Given this backdrop, I tried to analyse India’s consumption expenditure as a percentage of GDP across the time period from 1951 to 2017. India’s consumption expenditure as a % of GDP has declined from a peak of 94.8% in 1953 to 59.1% in 2018, having dropped to a low of 56% in 2011. Post declining to its low in 2011, the proportion has reversed its direction moving upwards and stands at 59% in 2018. To simply put, the share of consumption expenditure on an overall macro-level has witnessed an increase in the last 7 years. If the consumption has increased, the other aspect of from a household perspective which is “the savings” must have dwindled down. Data shows that during the period 2011 to 2017 (latest data available), the savings rate has declined. What could be the reasoning behind the 3% increase in the share of the consumption expenditure in the last 7 years?

Apart from the rise in incomes of individuals which could be one factor of paramount importance, 3 things flashed in my mind which surely everyone will easily relate to.

Firstly, either at home or on your office desk, there is one phone call which may initially irritate you, but over time would be of utmost interest: “Do you want a home loan/car loan?? Do you want to avail credit cards services with low or no charges?” As you can clearly relate to these loan offers from the banking institutions, I look at the bank credit growth in personal loans during this period. RBI’s data on personal loans on home, consumer durable, education, vehicles and credit cards has witnessed double digit growths since 2011 with a compounded annual growth of 15% since 2011. No wonder the low EMI cost loans are turning out to be a positive for beguiling individuals towards the opulent commodities.

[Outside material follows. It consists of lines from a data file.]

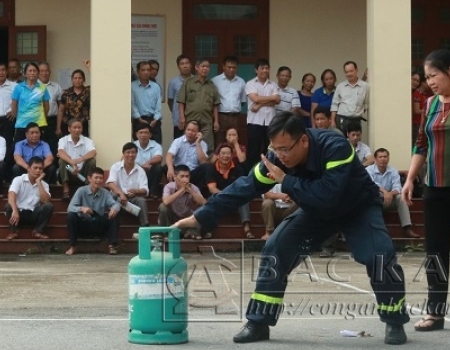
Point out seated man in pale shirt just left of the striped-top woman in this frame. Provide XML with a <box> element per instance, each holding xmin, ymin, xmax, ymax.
<box><xmin>366</xmin><ymin>148</ymin><xmax>420</xmax><ymax>238</ymax></box>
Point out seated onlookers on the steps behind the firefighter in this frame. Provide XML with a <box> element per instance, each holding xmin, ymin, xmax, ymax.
<box><xmin>0</xmin><ymin>116</ymin><xmax>418</xmax><ymax>256</ymax></box>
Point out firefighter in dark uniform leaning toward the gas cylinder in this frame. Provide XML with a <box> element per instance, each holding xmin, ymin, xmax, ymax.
<box><xmin>175</xmin><ymin>112</ymin><xmax>409</xmax><ymax>344</ymax></box>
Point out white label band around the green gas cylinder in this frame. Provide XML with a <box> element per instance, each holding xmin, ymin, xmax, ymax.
<box><xmin>128</xmin><ymin>274</ymin><xmax>184</xmax><ymax>300</ymax></box>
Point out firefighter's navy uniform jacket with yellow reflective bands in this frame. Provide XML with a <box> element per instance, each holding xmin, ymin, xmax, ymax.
<box><xmin>194</xmin><ymin>129</ymin><xmax>382</xmax><ymax>230</ymax></box>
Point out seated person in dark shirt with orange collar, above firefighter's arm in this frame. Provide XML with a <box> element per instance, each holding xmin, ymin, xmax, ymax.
<box><xmin>205</xmin><ymin>143</ymin><xmax>255</xmax><ymax>239</ymax></box>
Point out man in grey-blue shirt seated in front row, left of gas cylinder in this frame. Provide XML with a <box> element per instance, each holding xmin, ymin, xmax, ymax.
<box><xmin>66</xmin><ymin>167</ymin><xmax>120</xmax><ymax>255</ymax></box>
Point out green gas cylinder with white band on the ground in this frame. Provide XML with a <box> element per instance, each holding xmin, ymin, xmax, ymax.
<box><xmin>128</xmin><ymin>227</ymin><xmax>188</xmax><ymax>344</ymax></box>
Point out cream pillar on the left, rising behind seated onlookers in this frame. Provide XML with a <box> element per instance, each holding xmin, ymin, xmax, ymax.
<box><xmin>90</xmin><ymin>0</ymin><xmax>131</xmax><ymax>170</ymax></box>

Secondly, there will be a delivery truck of Amazon or Flipkart stationed below large corporate offices and more than one Swiggy or Zomato delivery boys awaiting the order outside a restaurant to be prepared at the earliest to zoom out to hand over to the hungry soul. Despite one’s reading in the newspapers about these companies (Indian subsidiary) making losses, what matters to the individual consuming is the hefty discounts, launching big billion dollar sales and a plethora of innovative schemes which will entice one towards filling up the cart and dishing out the payment. This new kind of separate economy, popularly termed as the “Gig economy” would in Joseph Schumpeter's words be a creative destruction which is driving the consumption driven growth in the economy.

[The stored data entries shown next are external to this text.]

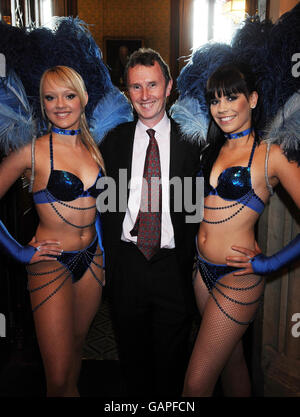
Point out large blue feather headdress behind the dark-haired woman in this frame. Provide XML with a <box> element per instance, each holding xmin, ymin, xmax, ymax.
<box><xmin>171</xmin><ymin>4</ymin><xmax>300</xmax><ymax>163</ymax></box>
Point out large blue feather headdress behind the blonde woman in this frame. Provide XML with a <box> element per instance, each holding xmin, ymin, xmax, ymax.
<box><xmin>0</xmin><ymin>17</ymin><xmax>133</xmax><ymax>152</ymax></box>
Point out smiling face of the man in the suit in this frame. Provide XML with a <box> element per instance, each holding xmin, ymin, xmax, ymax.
<box><xmin>128</xmin><ymin>61</ymin><xmax>172</xmax><ymax>128</ymax></box>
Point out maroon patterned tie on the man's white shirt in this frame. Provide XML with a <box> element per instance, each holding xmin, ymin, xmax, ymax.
<box><xmin>130</xmin><ymin>129</ymin><xmax>162</xmax><ymax>260</ymax></box>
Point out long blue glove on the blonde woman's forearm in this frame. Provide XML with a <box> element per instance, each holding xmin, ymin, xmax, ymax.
<box><xmin>0</xmin><ymin>220</ymin><xmax>36</xmax><ymax>264</ymax></box>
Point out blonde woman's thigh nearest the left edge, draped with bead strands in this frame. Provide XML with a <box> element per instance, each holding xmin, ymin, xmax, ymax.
<box><xmin>27</xmin><ymin>261</ymin><xmax>74</xmax><ymax>372</ymax></box>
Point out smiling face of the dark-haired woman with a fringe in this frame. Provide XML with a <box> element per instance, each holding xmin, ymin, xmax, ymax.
<box><xmin>210</xmin><ymin>91</ymin><xmax>257</xmax><ymax>133</ymax></box>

Thirdly, the world of technology, artificial intelligence and machine learning in which we live in has made it feasible for individuals to see the image of the items they wish to buy the moment they have it picturized in their brain. The ease of transactions and minimum transaction costs to purchase the item further makes all individuals to fill the shopping cart and complete the entire transactions within no time.

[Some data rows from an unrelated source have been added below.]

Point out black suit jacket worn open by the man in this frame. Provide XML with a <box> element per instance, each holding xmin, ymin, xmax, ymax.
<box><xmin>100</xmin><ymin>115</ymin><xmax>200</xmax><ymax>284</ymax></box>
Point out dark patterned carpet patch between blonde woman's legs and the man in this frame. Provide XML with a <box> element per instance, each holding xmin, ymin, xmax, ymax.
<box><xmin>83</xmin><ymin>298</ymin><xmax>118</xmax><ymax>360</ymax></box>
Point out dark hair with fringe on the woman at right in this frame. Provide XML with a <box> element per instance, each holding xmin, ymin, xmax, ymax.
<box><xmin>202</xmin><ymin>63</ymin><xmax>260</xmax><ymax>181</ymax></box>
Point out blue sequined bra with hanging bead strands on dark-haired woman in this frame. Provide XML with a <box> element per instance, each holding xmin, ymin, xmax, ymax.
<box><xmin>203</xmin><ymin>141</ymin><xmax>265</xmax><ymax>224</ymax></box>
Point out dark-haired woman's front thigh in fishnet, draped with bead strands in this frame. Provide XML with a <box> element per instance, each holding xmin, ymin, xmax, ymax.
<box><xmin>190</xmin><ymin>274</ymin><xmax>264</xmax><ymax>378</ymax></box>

Surely, this is not an exhaustive list of reasoning behind what is fuelling India’s consumption driven story during the last few years.  However, the larger question remains whether savings are enough to propel future economic growth? Savings is an important constituent not only from an individuals’ exigency point, but savings being channelled into the right nature of investment will drive India’s growth story forward and would have less reliance on external sector funding. Since independence, the decline in share of consumption expenditure has been compensated by the growth in share of investment (both private and government). However, a recent reversal in trend towards consumption led growth could slacken future overall growth if it entails growing imbalances by limiting capacity creation and rising debt burden of households. Imbibing a saving’s culture among the millennial's and Z-generation and directing it towards investment amidst stable exports will augur well for a sustainable growth for the economy!!